If, by this first criterion, we simply mean that calling $x->get_tag('/a', 'font', 'b') should give you <font...> or  before you hit </a>, well, this is true. But in either case, you'll have skipped over all the tokens between the current point in the stream and the next tag you find, and once you've skipped them, you can't get them back. In this case, we can get away with throwing out the content of <a ...>...</a> sequences that don't meet this one criterion, but in many situations you run into, you won't have that luxury. Moreover, in jumping from the <a ...> start-tag to the first <font...> tag, we may be jumping over text that we want but will never be able to get.

We could try implementing this all with the same approach we used with the BBC extractor in Chapter 7, "HTML Processing with Tokens", where we cook up several patterns (such as an <a href...> start-tag, a text token Listen to , a <font...> start-tag, some whitespace, and a  start-tag) and base our pattern matcher on get_token( ) so we can always call unget_token( ) on tokens that don't match the pattern. This is feasible, but it's sounding like the hardest of the criteria to formalize, at least under HTML::TokeParser. (But testing whether a tag sequence contains another is easy with HTML::TreeBuilder, as we see in later chapters.) So we'll try to make do without this one criterion and consider it a last resort.

Winding irrevocably past things is a problem not just with get_tag( ). It's also a problem with get_text( ) and get_trimmed_text( ). Once you use any of these methods to skip past tags and/or comments, they're gone for good. Unless you did something particularly perverse, such as read a huge chunk of the stream with get_token( ) and then stuffed it back in with unget_token( ) while still keeping a copy around. If you're even contemplating something like that, it's a definite sign that your program is outgrowing what you can do with HTML::TokeParser, and you should either write a new searcher method that's like get_text( ) but that can restore tokens to the buffer, or more likely move on to a parsing model based on HTML::TreeBuilder.

The next criteria (numbers 3 and 4 in the list above) are easy to formalize. These involve characteristics of the URL. We simply add a line to our while loop, like so:

while(my $a_tag = $stream->get_tag('a')) {
  my $url = $a_tag->[1]{'href'} || next;
  next unless $url =~ m{^http:}s and $url =~ m/www\.npr\.org/i
   and $url =~ m{/ramfiles/} and $url =~ m/\.ram$/;
  #  (There's many other ways of doing the above.)
  my $text = $stream->get_trimmed_text('/a');
  printf "%s\n  %s\n", $text, $url;
}

But this raises a point on which many programmers will, legitimately, diverge. Currently, we can say "it's interesting only if the URL ends in .ram," like so:

next unless $url =~ m/\.ram$/;

It works! But what if, tomorrow, some code like the following is added to the normal template?

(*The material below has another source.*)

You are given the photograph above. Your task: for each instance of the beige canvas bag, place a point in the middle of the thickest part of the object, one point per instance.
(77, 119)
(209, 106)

<a href="/stuff/holiday_greets.ram">Happy Holidays
 from Terry Gross!</a>
<!-- just a short RA file of Terry saying "Happy NATO Day!" -->

We'll be annoyed we didn't make our link extractor check $url =~ m/www\.npr\.org/i and $url =~ m{/ramfiles/}. On the other hand, if we do check those additional facts about the URL, and tomorrow all the .ram files are moved off of www.npr.org and onto archive.npr.org, or onto terrygross.com or whatever, then it'll look like there were no links for this program! Then we'll be annoyed that we did make our link extractor check those additional things about the URL. Moreover, tomorrow NPR could switch to a better audio format than RealAudio, and all the .ram files could turn into something else, such that even m/\.ram$/ is no longer true. It could even be something served across a protocol other than HTTP! In other words, no part of the URL is reliably stable. On one hand, National Public Radio is not normally characterized by lavish budgets for web design (and redesign, and re-redesign), so you can expect some measure of stability. But on the other hand, you never know!